Effects of Divorce on Children

Effects of Divorce on Children

by Jason Deines

in Child Custody and CoParenting, Featured

—Begin Rant—
As I was looking into information on the effects of divorce on children I came across this statement that said parents were concerned about the effects the divorce would have on their children. The problem I have with that is that 50 percent of marriages end in divorce. You would think if we were really concerned about how it would affect our children then that number would be much lower that we would find a way to make it work if not for ourselves then for our children. But I guess at this point that is water under the bridge.
—End Rant—

Depending on your child’s age, the effects of divorce on children vary.

Infants can’t understand what is going on but they can feel the tension and change in their parent’s moods and energy.

Preschool children often feel they are the cause of the divorce and experience fear of being alone and abandoned. Denial that things have changed is also common.

School aged children understand more of what is going on within the family. They may experience resentment, grief, anger, and divided loyalties. They have a hard time controlling and dealing with their feelings because of their young age.

Teens, they know it all, they are understand what is going on and they feel angry, guilty, lonely and depressed. Often times they are forced to grow up quicker than they should.

Helping Children Cope with Divorce

One of the most critical things that you can do to help your children cope with divorce is to minimize the conflict between you and your ex. You should never bad mouth them or fight in front of your children.

If your children are old enough you should talk to them about what is happening and how things will look for them. They want to know what their relationship will be with both parents. Some children go into problem solving mode here so be patient and hear them out.

Even though it is not always possible; each parent should have consistent and even day-by-day involvement in their child’s life. When parents set the same rules and are involved the children feel valued and loved.

Change can be hard, especially for children so if at all possible limit the changes in their lives. Try to keep them in the same school, childcare, home, or neighborhood. Even their relationships are important; allow them to see grandma and grandpa and their friends as they normally would.

There are a lot of things that you can do to help your children cope with the effects of divorce. But one of the most critical is how you manage your stress.

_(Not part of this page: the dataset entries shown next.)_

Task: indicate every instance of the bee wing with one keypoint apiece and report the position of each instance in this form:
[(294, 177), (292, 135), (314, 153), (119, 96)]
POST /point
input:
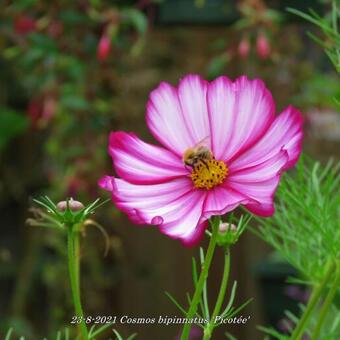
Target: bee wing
[(204, 142)]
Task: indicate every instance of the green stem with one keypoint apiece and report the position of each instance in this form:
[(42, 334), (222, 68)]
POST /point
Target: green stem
[(327, 303), (221, 295), (316, 294), (73, 265), (202, 279)]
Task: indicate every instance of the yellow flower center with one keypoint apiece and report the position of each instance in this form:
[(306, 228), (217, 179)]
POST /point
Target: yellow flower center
[(208, 174)]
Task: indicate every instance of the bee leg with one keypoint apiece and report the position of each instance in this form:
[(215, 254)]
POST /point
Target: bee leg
[(205, 163)]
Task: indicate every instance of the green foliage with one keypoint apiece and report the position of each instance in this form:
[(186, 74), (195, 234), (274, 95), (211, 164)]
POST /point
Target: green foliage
[(12, 123), (65, 334), (230, 310), (305, 228), (329, 27)]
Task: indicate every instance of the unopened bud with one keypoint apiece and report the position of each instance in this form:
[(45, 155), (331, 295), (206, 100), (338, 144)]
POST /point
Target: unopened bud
[(224, 227), (262, 46), (244, 48), (74, 205)]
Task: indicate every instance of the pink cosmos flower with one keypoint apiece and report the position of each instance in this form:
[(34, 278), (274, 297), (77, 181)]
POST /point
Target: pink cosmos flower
[(246, 148)]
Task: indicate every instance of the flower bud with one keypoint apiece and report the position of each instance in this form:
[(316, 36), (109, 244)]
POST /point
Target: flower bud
[(244, 48), (74, 205), (262, 46), (227, 234), (224, 227), (104, 47)]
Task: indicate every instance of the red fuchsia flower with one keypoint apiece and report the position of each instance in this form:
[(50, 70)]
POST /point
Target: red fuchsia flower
[(244, 48), (262, 46), (223, 146), (24, 24), (104, 47)]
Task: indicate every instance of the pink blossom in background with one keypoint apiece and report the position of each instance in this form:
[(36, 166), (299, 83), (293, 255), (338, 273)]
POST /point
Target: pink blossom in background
[(262, 46), (249, 145), (244, 48), (104, 47)]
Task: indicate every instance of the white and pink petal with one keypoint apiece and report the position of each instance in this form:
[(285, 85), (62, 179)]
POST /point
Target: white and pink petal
[(285, 133), (142, 163), (175, 207), (178, 118), (240, 113)]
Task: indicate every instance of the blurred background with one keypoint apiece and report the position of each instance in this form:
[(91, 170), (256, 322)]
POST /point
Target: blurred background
[(72, 71)]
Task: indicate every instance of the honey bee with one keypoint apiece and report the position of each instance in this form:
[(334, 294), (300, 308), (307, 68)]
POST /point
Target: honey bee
[(199, 153)]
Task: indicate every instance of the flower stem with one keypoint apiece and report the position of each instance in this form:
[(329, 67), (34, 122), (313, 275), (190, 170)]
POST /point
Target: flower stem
[(327, 303), (316, 294), (202, 279), (211, 325), (73, 266)]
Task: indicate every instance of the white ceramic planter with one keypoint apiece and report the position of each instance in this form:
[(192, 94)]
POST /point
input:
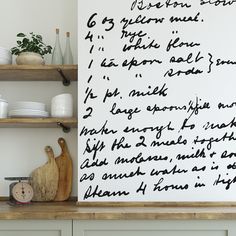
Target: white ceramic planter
[(29, 58)]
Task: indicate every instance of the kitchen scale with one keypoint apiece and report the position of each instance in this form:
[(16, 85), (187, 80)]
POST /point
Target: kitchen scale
[(20, 191)]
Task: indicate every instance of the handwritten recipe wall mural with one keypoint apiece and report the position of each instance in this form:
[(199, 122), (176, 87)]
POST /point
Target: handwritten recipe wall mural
[(157, 100)]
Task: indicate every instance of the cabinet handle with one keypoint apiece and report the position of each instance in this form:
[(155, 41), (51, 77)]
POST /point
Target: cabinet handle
[(65, 81)]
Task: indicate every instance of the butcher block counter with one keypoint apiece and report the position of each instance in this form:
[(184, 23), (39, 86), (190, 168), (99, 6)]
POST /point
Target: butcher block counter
[(70, 210)]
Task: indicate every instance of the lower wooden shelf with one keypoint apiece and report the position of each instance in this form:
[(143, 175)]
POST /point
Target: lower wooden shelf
[(38, 122)]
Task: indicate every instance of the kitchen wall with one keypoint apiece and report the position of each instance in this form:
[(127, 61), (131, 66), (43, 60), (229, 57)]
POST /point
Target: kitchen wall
[(22, 149)]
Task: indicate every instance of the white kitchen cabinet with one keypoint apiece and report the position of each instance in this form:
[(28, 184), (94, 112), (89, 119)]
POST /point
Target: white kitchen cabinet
[(35, 228), (154, 228)]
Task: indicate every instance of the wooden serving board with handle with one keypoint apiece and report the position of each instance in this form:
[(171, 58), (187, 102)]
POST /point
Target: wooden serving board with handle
[(44, 179), (65, 167)]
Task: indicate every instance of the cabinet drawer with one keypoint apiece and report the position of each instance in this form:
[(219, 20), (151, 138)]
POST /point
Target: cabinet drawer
[(35, 228), (153, 228)]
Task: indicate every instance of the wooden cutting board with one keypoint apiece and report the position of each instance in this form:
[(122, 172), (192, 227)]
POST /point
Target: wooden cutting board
[(65, 167), (44, 179)]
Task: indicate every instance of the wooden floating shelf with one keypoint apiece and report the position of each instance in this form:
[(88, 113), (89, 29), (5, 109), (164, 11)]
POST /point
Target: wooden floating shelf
[(38, 72), (38, 122)]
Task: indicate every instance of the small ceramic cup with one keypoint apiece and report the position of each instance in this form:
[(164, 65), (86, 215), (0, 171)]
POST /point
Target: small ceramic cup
[(62, 105)]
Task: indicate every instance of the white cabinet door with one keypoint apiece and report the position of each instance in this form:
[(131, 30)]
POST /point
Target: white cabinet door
[(154, 228), (35, 228)]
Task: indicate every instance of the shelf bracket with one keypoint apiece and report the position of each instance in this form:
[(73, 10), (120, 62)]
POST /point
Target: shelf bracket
[(65, 128), (65, 81)]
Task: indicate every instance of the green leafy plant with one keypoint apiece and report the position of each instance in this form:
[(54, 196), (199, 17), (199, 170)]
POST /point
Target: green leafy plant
[(31, 43)]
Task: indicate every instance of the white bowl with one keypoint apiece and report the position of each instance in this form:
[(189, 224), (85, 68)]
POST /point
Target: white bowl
[(28, 113), (29, 105)]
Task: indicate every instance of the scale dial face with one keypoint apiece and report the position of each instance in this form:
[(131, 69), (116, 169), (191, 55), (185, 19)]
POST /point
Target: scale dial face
[(22, 192)]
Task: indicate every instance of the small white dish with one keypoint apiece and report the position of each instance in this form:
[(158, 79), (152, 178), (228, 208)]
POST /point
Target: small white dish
[(27, 113), (28, 105)]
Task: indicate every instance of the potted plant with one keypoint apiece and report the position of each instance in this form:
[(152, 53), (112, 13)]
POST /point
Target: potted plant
[(30, 49)]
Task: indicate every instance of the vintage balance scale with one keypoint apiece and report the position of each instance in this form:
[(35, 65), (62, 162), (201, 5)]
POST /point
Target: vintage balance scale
[(20, 191)]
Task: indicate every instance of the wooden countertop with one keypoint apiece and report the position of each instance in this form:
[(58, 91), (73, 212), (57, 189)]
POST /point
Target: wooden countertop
[(70, 211)]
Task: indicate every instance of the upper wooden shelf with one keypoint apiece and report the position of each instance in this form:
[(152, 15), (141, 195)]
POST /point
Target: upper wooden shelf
[(38, 72), (50, 122)]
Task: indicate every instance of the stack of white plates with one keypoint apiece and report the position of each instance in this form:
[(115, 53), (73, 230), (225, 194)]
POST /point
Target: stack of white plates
[(28, 109), (5, 56)]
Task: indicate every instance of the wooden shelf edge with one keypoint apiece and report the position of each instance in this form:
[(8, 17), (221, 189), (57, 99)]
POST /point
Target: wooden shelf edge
[(49, 122), (38, 72)]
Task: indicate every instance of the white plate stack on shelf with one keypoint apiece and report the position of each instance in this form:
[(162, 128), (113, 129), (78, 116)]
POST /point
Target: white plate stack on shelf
[(5, 56), (28, 109)]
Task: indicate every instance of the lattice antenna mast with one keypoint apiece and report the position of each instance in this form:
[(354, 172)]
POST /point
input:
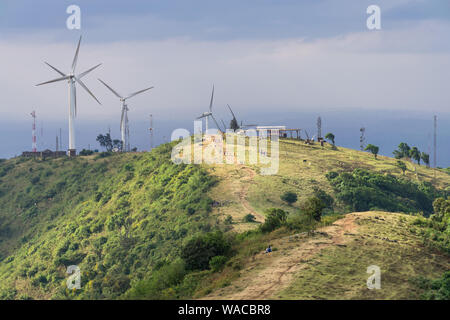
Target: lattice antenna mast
[(319, 128), (33, 132), (362, 138), (435, 142), (151, 132)]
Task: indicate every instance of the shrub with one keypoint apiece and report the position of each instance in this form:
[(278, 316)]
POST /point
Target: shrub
[(326, 199), (289, 197), (85, 152), (228, 220), (248, 218), (313, 207), (199, 250), (216, 263), (363, 190), (275, 218)]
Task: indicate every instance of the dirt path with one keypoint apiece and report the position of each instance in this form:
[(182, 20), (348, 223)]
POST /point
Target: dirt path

You need to be able to take care of yourself if you want to take care of your kids. Not only will you feel better but your children will be watching you and they will pick up both the positive and negative ways you deal with stress.

Lastly, use friends and family as a support group during this rough time, not your children.

Source: University of New Hampshire Cooperative Extension – The Effects of Divorce on Children


{ 5 comments… read them below or add one }

1 Kat

All of what you’ve written is solid advice the problem comes when the other ex is bitter and angry. He chose to have the affairs and when I put my foot down and filed for divorce he became angry. His mistress/wife is just and bad as he is and they put my child in the middle of it. It leaves my daughter with pain and questions that I don’t want to answer.

I was sitting here tonight thinking about how I should forgive them, God tells us to forgive them, heck He tells us to forgive them over and over again. I wish that I could, I can’t, not yet. I can get stronger and take care of my children and in time forgive. Oh I have forgiven them for the affair but not for the way they put my child in the middle over and over again.

2 Jason

I hate the questions from the little one… My daughter is 6 and tonight she got some bad news from her mom, that she is moving to another state. Well my daughter is mad at me and I am confused by that. I understand that she is angry and doesn’t know how to deal with her emotions but I hope that she will soon see that I am there for her and helping her.

3 paula

Wow! My prayers are with you Jason. It’s funny(not really) when my ex was leaving he assured me that the kids were “resilient” and that it was better for them to grow up in a split home with parents who actually loved one another. Funny- I actually did love him. People like him only care about themselves. They only pretend to care about the kids. But- God is willling and able to heal and redeem his people and their loved ones. I know God will bless incredibly my kids and me, but it won’t be because we are “resilient”. I am reminded of the verse that says that Jesus came that we might have life and have it more abundantly,

4 Jason

I like what you said… being resilient doesn’t mean that we won’t get through things the way we should. We are all screwed up to some extent, me probably more than many, and just because we bounce back we don’t always do it better off or unscarred. Anyhow, my ex just told me she was moving to another state. I have our daughter but I really an scared how this will affect her.

5 Kat

Jason,
She mad at you because it’s safe to be mad at you. I’ve been there with this one. My daughter can yell at me and I take it okay, her dad wouldn’t take it as well as I do.